By Kristy Puchko | Film | February 10, 2016 |
By Kristy Puchko | Film | February 10, 2016 |
Come for the WTF, stay for the wicked humor and shockingly compelling romance.
At first glance, Nina Forever, the British horror-comedy that drew raves out of SXSW, might look like a tawdry excuse to display two naked, but gore-caked women rolling around in bed together. But that gruesome gimmick is just one crucial ingredient to what makes this creepy curiosity so distinctly dark and delicious. Much like the three heroes of this fucked up fairy tale, there’s much more to Nina Forever than meets the eye.

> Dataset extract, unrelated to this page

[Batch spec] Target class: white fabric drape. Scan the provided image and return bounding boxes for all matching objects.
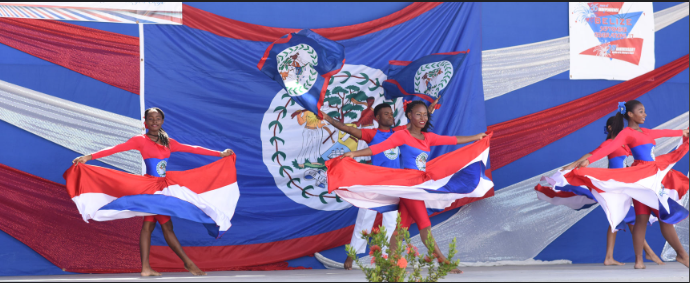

Written and directed by Ben and Chris Blaine, Nina Forever centers on the unusual romance that blossoms between goody-two-shoes grocery clerk Holly (Abigail Hardingham) and suicidal stock boy Rob (Cian Barry). In the wake of his girlfriend Nina’s fatal car accident, Rob has become a leered-at loner, snagging Holly’s eye with his anti-social behavior and self-destructive drive. After bonding over rock music and a discussion of scars, trouble arises when they wind up in his bed. And by trouble, I mean the sneering corpse of his dead girlfriend. Don’t you dare call her an ex. When Nina (a fierce and fabulous Fiona O’Shaughnessy) scorns Rob for bringing another girl into their bed, the rattled beau sputters, “You’re dead!” To which Nina seethes with deadly side-eye, “That doesn’t mean we’re on a break though, does it?”
Rejecting the jump scares that have become frustratingly standard in modern horror, the Blaine Brothers favor building dread. Nina’s first appearances is teased with a small dot of blood on a white sheet growing bigger, darker, more alarming. Then ascends Nina, full-bodied, broken, bloody yet beautiful. Accompanying her is a whir of gut-churning sound effects, the crunching of bone, gurgles of blood, gasping breath and a distant heart monitor beeping into oblivion. And there she is, terrible yet captivating.
The Blaines’ brand of gallows humor blisters in their banter, but is positively brilliant in Nina’s sick and subversive physical gags. She’s half wet dream and half nightmare. Her breathy voice sultry yet sinister, coming not from a desire to seduce, but from punctured lungs and a throat filled with windshield glass. The way she flings her head of rich black hair about is not so much a power move, but the result of her snapped spine. Just as her tendency to lean against furniture or rest her head along her wrist is matter of support, not striking a provocative pose. Nina is a glorious monster constructed on contradictions.
Her lips slicked with blood like lip-gloss. Her eyes ringed in eyeliner smudged by sweat and tears. Her skin flawless save for the open wounds. She is sex and death as well as an embodied memory, fractured, fascinating yet frightening. And with her withering barbs and lurid yet rickety physicality, O’Shaughnessy creates a creature destined to become a horror icon. But for all this, and the inescapable spectacle of the actress’s all-nude performance, what really grounds the horror of Nina’s undead existence is the devilish wit and deranged pathos this striking actress brings to each moment and every awkward angle.
While O’Shaughnessy’s scenes are the most fantastic and fantastical, it’s Hardingham and Barry that make this movie more than a collection of gloriously bizarre bits. Together they create a quirky couple that you can’t help but root for, whether they’re binning the blood-drenched sheets or turning a printing press into foreplay.
Frustrated by being written off as “vanilla” and “sweet,” Holly seeks to explore her dark side with the brokenhearted bad boy. Hardingham displays not just her body, but a heady blend of resilience and vulnerability as Holly seeks to get closer to Rob, and get rid of Nina and all the pools of blood she leaves behind. One of the film’s most riveting and uncomfortable scenes shows Holly trying to ingratiate Nina into her lovemaking with Rob, hoping to include her will soothe this savage beast. Meanwhile, Barry brings a poignant desperation to Rob, who is not only torn between two women but also between a desire to die and to live on. Basically, while the corpse in their bed may be the most obvious obstacle in their relationship, it’s not the only one.
The Brothers Blaine tease out the relationship drama amid bitingly macabre humor and strange sex appeal, climaxing in a sequence that’s as hilarious as it is poignant and twisted, much like its titular creature. Simply put, Nina Forever is WTF in the best way possible.
Now, I’ll admit this bawdy body-horror rom-com may not make for ideal Valentine’s Day viewing. Mileage may vary. But Nina Forever is so rich with paradox—being ghastly yet gorgeous, sick yet sexy, disturbing yet tender—that it crackles with a dangerous charm and refuses to be forgotten.
Nina Forever is in limited release and on VOD.